Our Technology

We have developed a universal cancer biomarker with the potential of matching virtually all cancer patients to virtually all cancer drugs. Our biomarker is based on the simple fact that all cancer drugs work by preventing cancer cells from growing. We use a proprietary technology developed at MIT (called the Suspended Microchannel Resonator) to measure the weight change (which we call the mass response) of a patient’s ex vivo cancer cells in response to a wide variety of cancer drugs. We use this mass response to predict which cancer drugs will work for the patient. Mass response is a universal biomarker, as it can be measured for virtually all patients, regardless of their type of cancer and regardless of their genomic and proteomic profile, and for virtually all drugs, regardless of their mechanism of action. 

The fundamental property that we measure is the “mass distribution,” a histogram of the masses of approximately 2,500 cancer cells.  This histogram is created by weighing each individual cancer cell in the sample and plotting the number of cells at each mass.

When an effective cancer drug is applied to a collection of cancer cells it disrupts their growth.  In the figure, the cells change mass in response to a cancer drug, so their mass distribution is altered (the blue shape).  Our biomarker (mass response) is a measure of the statistical difference between the mass distribution of cells without a drug applied and the mass distribution of cells with a drug applied.  If the two distribution are statistically the same, then the cancer cells did not respond to the drug, and we conclude the drug is unlikely to be effective for this patient. If the two distributions are statistically different, then the cancer cells responded to the drug, and we conclude the drug is likely to be effective for this patient.

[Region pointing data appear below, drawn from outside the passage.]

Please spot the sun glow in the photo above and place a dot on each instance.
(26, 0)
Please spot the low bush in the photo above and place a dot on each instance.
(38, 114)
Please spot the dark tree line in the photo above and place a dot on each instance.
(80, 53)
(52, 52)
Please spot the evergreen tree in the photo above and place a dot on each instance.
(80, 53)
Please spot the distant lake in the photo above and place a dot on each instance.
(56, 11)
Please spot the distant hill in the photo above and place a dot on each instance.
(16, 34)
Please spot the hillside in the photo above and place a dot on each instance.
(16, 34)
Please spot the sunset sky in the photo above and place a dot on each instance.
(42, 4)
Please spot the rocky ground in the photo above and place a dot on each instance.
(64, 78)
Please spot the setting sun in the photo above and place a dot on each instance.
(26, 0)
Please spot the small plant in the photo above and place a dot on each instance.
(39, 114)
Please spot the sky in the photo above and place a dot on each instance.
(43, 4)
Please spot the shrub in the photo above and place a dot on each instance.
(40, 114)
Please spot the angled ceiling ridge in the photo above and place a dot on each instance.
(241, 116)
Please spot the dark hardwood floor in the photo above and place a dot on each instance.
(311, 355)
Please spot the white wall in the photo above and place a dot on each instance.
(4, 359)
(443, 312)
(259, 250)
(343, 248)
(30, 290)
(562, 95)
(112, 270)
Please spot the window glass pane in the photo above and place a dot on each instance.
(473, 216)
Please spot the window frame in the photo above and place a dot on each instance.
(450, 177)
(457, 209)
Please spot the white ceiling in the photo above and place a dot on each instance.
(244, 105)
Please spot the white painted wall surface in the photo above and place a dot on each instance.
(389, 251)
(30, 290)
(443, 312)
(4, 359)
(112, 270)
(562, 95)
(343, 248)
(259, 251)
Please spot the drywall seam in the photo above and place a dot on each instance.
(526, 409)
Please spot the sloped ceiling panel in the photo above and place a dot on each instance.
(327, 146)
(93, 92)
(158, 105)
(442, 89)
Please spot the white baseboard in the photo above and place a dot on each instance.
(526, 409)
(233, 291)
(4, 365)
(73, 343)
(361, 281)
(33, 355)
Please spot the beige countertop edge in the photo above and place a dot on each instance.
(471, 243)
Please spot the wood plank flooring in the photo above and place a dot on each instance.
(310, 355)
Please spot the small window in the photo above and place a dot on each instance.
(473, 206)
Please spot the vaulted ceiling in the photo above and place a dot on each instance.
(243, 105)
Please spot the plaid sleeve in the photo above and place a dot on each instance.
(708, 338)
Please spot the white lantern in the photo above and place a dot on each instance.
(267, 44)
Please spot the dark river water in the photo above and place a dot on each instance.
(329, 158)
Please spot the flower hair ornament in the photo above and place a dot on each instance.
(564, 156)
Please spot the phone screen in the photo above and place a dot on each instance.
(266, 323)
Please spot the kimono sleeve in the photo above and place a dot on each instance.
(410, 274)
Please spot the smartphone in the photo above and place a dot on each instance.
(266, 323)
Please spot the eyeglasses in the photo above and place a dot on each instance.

The Suspended Microchannel Resonator

Our ability to measure small changes in the mass distribution of cancer cells is due to the extraordinary sensitivity of the Suspended Microchannel Resonator (SMR).  The SMR, developed in the Manalis Lab at MIT, is a MEMS device that can weigh individual cells to a precision better that one part in 1,000, which corresponds to a change of less than 50 femtograms in the weight of a cell, or approximately 5 nanometers in the diameter of a cell. The SMR is up to 100 times more precise than the best alternative technology for weighing single cells.

The SMR uses the principle that the resonating frequency of an oscillating cantilever (a diving board) is proportional to its mass.  The SMR consists of a cantilever with a tiny fluidics channel inside, surrounded by vacuum.  When a single cell flows through the channel inside the cantilever, its resonant frequency changes in proportion to the mass of the cell. Using circuitry similar to what is used by FM radios, we can measure the change of the resonant frequency of the cantilever with a precision of 10 parts per billion, which gives us an extraordinarily accurate measurement of the mass of the cell.  The figure includes a photo of an actual SMR MEMS chip next to a penny.

Our Clinical Platform and Workflow

The figure below shows the flow of cancer cells and their measurements through our clinical platform. Cancer cells are collected by physicians from cancer patients using blood draws, bone marrow aspirates, or fine-needle aspirates, depending on the tumor type. The live cancer cells are shipped overnight to our lab in one of our temperature-controlled shipping kits. We purify the cells and divide the sample into multiple wells, adding a single drug or drug combination to most of the wells, and adding nothing the remaining wells (which act as controls). We incubate the sample for approximately 15 hours, and then begin the process of measuring the mass distributions of the cells with and without the drugs.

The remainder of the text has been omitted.